The above results show the effect of miR-26a-5p on HCC cells, but the specific mechanism of action has not been discussed in detail yet. Through bioinformatics prediction, we found that HMGA2 was the direct target of miR-26a-5p, and the expression of HMGA2 protein in HCC cells transfected by miR-26a-5p simulation had been downregulated. HMGA2 is a kind of transcription factor, belonging to the family of high mobility genes. It is a protein known to promote the proliferation and metastasis of cancer cells in various tumors including hepatoma.21 Our results showed that HMGA2 was highly expressed in HCC tissues and cells, and the expression levels of HMGA2 and miR-26a-5p were negatively correlated in HCC tissues, which also provided important evidence for the correlation between them. Subsequently, in order to further confirm that the role of miR-26a-5p in hepatoma was mediated by HMGA2, we knocked down the expression of HMGA2 in HCC cells, and then observed the biological function of them; the results showed that when the expression of HMGA2 was knocked down, the proliferation and invasion ability of HCC cells were significantly inhibited, and the apoptosis rate was increased significantly. The above conclusions can fully prove that HMGA2 is an important target of miR-26a-5p in HCC cells. Regarding the mechanism of action of HMGA2, previous studies22 have shown that HMGA2 is an important target for chromosomal abnormalities. One of its mechanisms for promoting tumor progression is that the expression of HMGA2 after chromosome truncation has deleted the carboxyl terminal of the 3ʹ non-coding region, which leads to the fusion of HMGA2 with some tumor-suppressor genes and loss of tumor-suppressor functions of these tumor-suppressor genes, thus promoting the development of tumors. Another study9 has indicated that HMGA2 may promote tumor invasion and metastasis through epithelial–mesenchymal transition. For example, previous studies23 have found that HMGA2 can induce epithelial–mesenchymal transition in pancreatic cancer by conditioning the Ras pathway.

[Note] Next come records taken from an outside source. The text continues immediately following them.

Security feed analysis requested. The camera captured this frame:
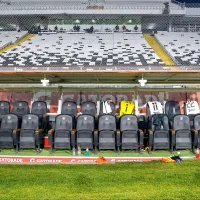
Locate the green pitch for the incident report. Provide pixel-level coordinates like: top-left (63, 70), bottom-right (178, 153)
top-left (0, 160), bottom-right (200, 200)
top-left (0, 149), bottom-right (195, 157)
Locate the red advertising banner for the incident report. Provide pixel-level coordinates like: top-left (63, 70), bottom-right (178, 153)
top-left (0, 155), bottom-right (162, 164)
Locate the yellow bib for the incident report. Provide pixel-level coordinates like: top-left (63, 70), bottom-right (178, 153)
top-left (119, 101), bottom-right (135, 117)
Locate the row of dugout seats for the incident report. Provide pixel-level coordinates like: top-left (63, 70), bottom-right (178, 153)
top-left (0, 101), bottom-right (49, 130)
top-left (0, 101), bottom-right (200, 152)
top-left (0, 114), bottom-right (200, 152)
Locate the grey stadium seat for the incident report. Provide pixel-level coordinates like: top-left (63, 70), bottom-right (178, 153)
top-left (0, 114), bottom-right (20, 151)
top-left (99, 102), bottom-right (116, 116)
top-left (192, 115), bottom-right (200, 150)
top-left (48, 114), bottom-right (75, 152)
top-left (19, 114), bottom-right (44, 152)
top-left (171, 115), bottom-right (192, 151)
top-left (61, 101), bottom-right (77, 117)
top-left (0, 101), bottom-right (10, 121)
top-left (31, 101), bottom-right (49, 130)
top-left (120, 115), bottom-right (144, 153)
top-left (81, 101), bottom-right (97, 116)
top-left (165, 101), bottom-right (181, 128)
top-left (98, 115), bottom-right (120, 150)
top-left (148, 114), bottom-right (170, 153)
top-left (12, 101), bottom-right (29, 125)
top-left (76, 115), bottom-right (95, 149)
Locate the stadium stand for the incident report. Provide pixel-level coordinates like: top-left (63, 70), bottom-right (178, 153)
top-left (156, 32), bottom-right (200, 65)
top-left (0, 31), bottom-right (28, 49)
top-left (0, 33), bottom-right (164, 66)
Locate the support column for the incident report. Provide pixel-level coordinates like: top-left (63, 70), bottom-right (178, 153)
top-left (57, 86), bottom-right (63, 114)
top-left (134, 87), bottom-right (139, 115)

In addition, it has been clearly pointed out in another study24 that silencing HMGA2 expression may affect the progression of colorectal cancer by inducing apoptosis and cell cycle arrest of cells, which also proves that HMGA2 has a certain role in apoptosis of cancer cells, which can confirm our conclusion.

To sum up, miR-26a-5p inhibits the proliferation and invasion of HCC cells and promotes their apoptosis by directly targeting HMGA2. Abnormal decrease of miR-26a-5p and increase of its target HMGA2 are important factors that may participate in the occurrence and development of HCC. This novel miR-26a-5p/HMGA2 axis provides an in-depth understanding of the pathogenesis of HCC and may be a new potential target for its therapy. However, there are still some deficiencies in this study. For example, on the one hand, the specific mechanism of action of miR-26a-5p in HCC is simply described by quoting relevant documents, and no detailed experimental investigation has been carried out; on the other hand, whether the role of miR-26a-5p in HCC regulates other genes besides HMGA2 remains to be further tested.